Jun 1, 2011

For those of you with little confidence in the coming QE3

Ever since I decided to begin accumulating ammunition as a minor protection against currency devaluation, I've had a weird ambition.

I would create an alternate form of money based on the .22 long rifle 36-grain hollow point, still  available at WalMart for  .0389 cent per round. I would repackage them in five- and  ten -round lots and offer them as a Liberty Quarter and a Liberty Half. (Or I might  immodestly deem them TMR coins. That would, as a matter of euphony, make them "Teemers" in the vernacular or better yet -- as a tribute  to the sane side of the Tea Party -- "Teamers." The Teamer Two (bits) and the Teamer four (bits). Perhaps eventually a Teamer Buck and Teamer Fin would evolve. Yes,Teamers.)
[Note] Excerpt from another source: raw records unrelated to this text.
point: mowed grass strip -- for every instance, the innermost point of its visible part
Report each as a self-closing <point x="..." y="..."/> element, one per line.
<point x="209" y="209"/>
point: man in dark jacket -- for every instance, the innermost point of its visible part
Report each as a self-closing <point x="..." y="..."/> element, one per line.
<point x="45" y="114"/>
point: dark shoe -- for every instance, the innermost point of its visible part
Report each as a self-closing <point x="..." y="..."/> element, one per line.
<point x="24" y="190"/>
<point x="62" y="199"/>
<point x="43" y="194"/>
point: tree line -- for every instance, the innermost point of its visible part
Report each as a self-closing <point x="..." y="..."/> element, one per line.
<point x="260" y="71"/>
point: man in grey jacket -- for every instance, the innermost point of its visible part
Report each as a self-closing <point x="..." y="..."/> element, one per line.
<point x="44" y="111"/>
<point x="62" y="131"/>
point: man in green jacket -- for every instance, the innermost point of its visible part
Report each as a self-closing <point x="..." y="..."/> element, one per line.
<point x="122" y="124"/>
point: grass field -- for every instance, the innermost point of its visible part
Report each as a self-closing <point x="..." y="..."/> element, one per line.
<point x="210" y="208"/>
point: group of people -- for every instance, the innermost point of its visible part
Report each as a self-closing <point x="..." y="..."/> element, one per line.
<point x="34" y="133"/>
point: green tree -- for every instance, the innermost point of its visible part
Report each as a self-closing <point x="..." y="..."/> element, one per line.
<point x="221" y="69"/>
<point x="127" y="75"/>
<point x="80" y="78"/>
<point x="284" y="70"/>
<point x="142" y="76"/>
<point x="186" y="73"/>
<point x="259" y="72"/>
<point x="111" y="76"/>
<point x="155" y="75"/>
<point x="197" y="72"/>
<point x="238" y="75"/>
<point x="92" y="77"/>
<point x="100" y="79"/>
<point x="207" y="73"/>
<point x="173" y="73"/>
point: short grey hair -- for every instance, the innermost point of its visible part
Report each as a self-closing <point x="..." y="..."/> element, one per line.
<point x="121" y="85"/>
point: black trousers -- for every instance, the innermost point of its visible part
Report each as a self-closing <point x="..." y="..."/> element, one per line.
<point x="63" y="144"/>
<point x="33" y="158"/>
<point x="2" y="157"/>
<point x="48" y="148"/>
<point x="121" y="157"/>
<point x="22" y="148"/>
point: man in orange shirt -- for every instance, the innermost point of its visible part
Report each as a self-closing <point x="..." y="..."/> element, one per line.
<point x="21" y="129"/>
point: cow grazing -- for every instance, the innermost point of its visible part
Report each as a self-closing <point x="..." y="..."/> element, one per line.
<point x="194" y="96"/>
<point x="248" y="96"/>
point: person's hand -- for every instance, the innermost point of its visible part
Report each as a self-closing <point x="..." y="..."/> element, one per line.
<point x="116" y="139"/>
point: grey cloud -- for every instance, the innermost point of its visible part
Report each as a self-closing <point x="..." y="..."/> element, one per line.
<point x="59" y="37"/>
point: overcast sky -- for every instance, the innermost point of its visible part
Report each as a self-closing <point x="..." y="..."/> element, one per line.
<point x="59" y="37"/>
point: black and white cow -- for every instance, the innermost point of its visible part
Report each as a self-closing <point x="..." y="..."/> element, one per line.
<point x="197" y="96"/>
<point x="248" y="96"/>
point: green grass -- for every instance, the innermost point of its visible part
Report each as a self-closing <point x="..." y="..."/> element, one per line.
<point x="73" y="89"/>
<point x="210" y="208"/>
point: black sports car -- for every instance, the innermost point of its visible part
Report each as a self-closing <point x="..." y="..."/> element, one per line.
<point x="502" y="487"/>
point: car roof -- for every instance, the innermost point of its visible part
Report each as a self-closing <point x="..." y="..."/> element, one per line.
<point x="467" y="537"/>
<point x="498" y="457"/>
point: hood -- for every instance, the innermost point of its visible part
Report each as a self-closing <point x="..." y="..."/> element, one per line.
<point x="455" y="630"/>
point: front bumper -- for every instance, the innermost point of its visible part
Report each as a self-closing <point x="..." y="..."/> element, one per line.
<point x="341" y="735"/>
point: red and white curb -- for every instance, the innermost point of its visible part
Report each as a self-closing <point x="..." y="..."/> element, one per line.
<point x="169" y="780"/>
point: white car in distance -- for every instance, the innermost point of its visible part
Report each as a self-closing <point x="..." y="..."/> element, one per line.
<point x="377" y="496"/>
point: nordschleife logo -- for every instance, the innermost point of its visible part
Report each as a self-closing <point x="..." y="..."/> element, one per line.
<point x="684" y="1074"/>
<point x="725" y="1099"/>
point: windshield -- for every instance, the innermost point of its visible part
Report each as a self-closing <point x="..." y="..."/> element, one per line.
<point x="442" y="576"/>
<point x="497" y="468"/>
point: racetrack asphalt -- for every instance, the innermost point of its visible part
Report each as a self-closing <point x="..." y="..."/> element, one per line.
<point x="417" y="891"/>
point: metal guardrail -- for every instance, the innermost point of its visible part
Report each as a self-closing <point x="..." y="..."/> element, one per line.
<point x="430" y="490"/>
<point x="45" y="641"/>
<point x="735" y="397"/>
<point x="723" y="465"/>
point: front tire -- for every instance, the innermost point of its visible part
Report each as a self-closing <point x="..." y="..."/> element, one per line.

The only thing which has stopped a tiny experiment in the business model is my inability to find clear and cheap-enough plastic packages to contain the cartridges in a rattle-free manner. In truth, I haven't looked all that hard, but the incessant reports of plummeting  paper money might move me to intensify the search.

The Teamers would be everything Ben money is not. They have inherent utility; you can always shoot them.  They are backed by -- in fact made of -- commodities which will always be in demand. They and their value are instantly recognizable.  There is no chance of profitable counterfeiting. Even Bernanke would have a hard time  taking over and accelerating the machinery needed to produce ammunition. (Besides, Senator Schumer wouldn't approve.)

I would try the Teamers first in their natural habitats, gun shows and gun shops. I see a four-ounce can of gun oil I want and  offer two Teamer Fours, maybe plus a loose round or two for lagniappe or to cover the sales tax.

Yes, bulk is a problem, but, then, wheelbarrows were a popular item in Weimarville. It can be worked out at least until the Teamer catches on to the point of huge transactions being denominated in the stable new money.  This is actually an opportunity. A fresh market could then be developed in warehouse receipts for Teamers. From that could come Teamer futures markets, then options and other derivatives on Teamer futures. Then a Federal Reserve Note promising to pay to the bearer on demand one or more Teamers.

This is getting exciting. Why, by the time of the second Chelsea Clinton Administration the concept could expand to include other calibers. Imagine, credit default swaps and arbing momentary price inefficiencies between, say, the .22 long rifle and .380 ACP full metal jacket.

May 31, 2011

(Nor the zombies either, probably)

MSNBC is doing another five minutes of outrage because  the federal government has managed to screw up Arlington cemetery. It is not a funny subject, but it does illustrate Washington's incompetence to properly manage the affairs of either the living or the dead. Even Chris Mathews should get it.

May 30, 2011

Memorial Day, 2011

The United States of America has fought just and necessary wars.  We have also waged stupid and unnecessary wars.

Let responsibility for the latter rest where it belongs, on the shoulders of grasping politicians.

No disgust with self-serving rulers should dilute by a single drop the honor due armed  comrades who executed their oaths to defend the Constitution of the United States.

Their blood spilled on dirt of foreign continents and into oceanic brine is to be memorialized with feelings approaching awe, even as we scorn the political masters whose concept of personal courage begins and ends with a sheet of talking points on the teleprompter.

May 29, 2011

Hey, Officer Krupke...

Flipping off a state cop is stupid. Arresting the guy with the overactive middle finger is stupid and tyrannical, as well as a PR bungle.

Colorado state police high command belatedly figured that out,  and dropped the charge that could have sent our citizen to jail for six months.

The ACLU got into the act with a petition noting again the constitutionally protected speech may sometimes be rude. It's still protected, and cops who disagree should either develop thicker skins or seek other employment, perhaps as aromatherapy trainers.

The flipper's name is Shane Boor. How prescient.